Pitágoras disse. «Educai as crianças para que não seja necessário punir os homens». A ausência de hábitos de leitura (que têm de ser criados desde os primeiros graus do Ensino), conduz à existênci de licenciados e de mestres como os que frequentemente aparecem nos concursos da televisão e que não sabem responder a questões básicas de cultura geral. Conduz a gente que tem um diploma, mas que nada sabe a não ser (na melhor das hipóteses) do acervo restrito de áreas de competência, muitas vezes, de duvidosa utilidade social. A ignorância é a punição de que Pitágoras falava.

Em textos anteriores falei sobre a crise endémica do sector do livro e das ameaças que ciclicamente surgem ao livro sob a forma que desde há mais cinco séculos assumiu após a invenção de Gutenberg. O livro electrónico poderá vir a ser uma alternativa, mas o que tem acontecido com as inovações tecnológicas é que, ao nascer, destroem, neutralizam, as anteriores.
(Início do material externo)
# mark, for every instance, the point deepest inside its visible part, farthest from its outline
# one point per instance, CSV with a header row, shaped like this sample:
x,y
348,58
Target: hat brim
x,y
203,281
Hoje abordarei outro aspecto – o da necessidade de uma política do livro. Porque, mais grave do que a crise do mercado livreiro, é a ausência de uma política cultural que induza os cidadãos a ler e a colocar o livro na sua lista de prioridades.

A génese da crise é geralmente atribuída ao baixo poder de compra. Mas, não negando a gravidade da crise económica, os concertos de música rock esgotam a lotação de recintos gigantescos e os bilhetes vendem-se com meses de antecedência e com gente a dormir junto das bilheteiras. Isto para falar só num dos concorrentes da leitura. Há outros. Um livro, mesmo que não seja dos mais baratos, custa muito menos do que a ida a um concerto. Uma causa que era apontada há dezenas de anos, era o analfabetismo. Actualmente, o analfabetismo é residual (embora a iliteracia o não seja).  A percentagem actual de diplomados do Ensino Superior é semelhante à de que, por altura da proclamação da República, havia de diplomados do ensino primário. Apesar da crise, trata-se mais de uma questão de opções e de prioridades culturais do que de um constrangimento económico ou de uma incapacidade funciconal.

 O livro electrónico não é, quanto a mim uma ameaça, mesmo que venha a concretizar-se a ultrapassagem do livro impresso por um suporte diferente, a questão de fundo residirá sempre na existência ou não de um público ledor. Para falar só nos últimos cinquenta anos, nem o Estado Novo, nem os governos democráticos souberam criar uma política do livro. Claro, dirão logo alguns, mas os programas escolares contemplam a literatura. Mas não é de programas escolares que estou a falar. É de educação integrada – uma das minhas utopias, claro. Voltemos à temática da crise do livro.  Porque para além das crises objectivas há, sobretudo e sempre, crise de valores da sociedade. E se um pouco da força e energia mediáticas das que são gastas em ninharias fossem postas ao serviço da cultura? Cultura no sentido lato, não no sentido livresco. Embora a disseminação da cultura nesse sentido lato de aquisição de valores e de saberes, se traduzisse também na venda de mais livros.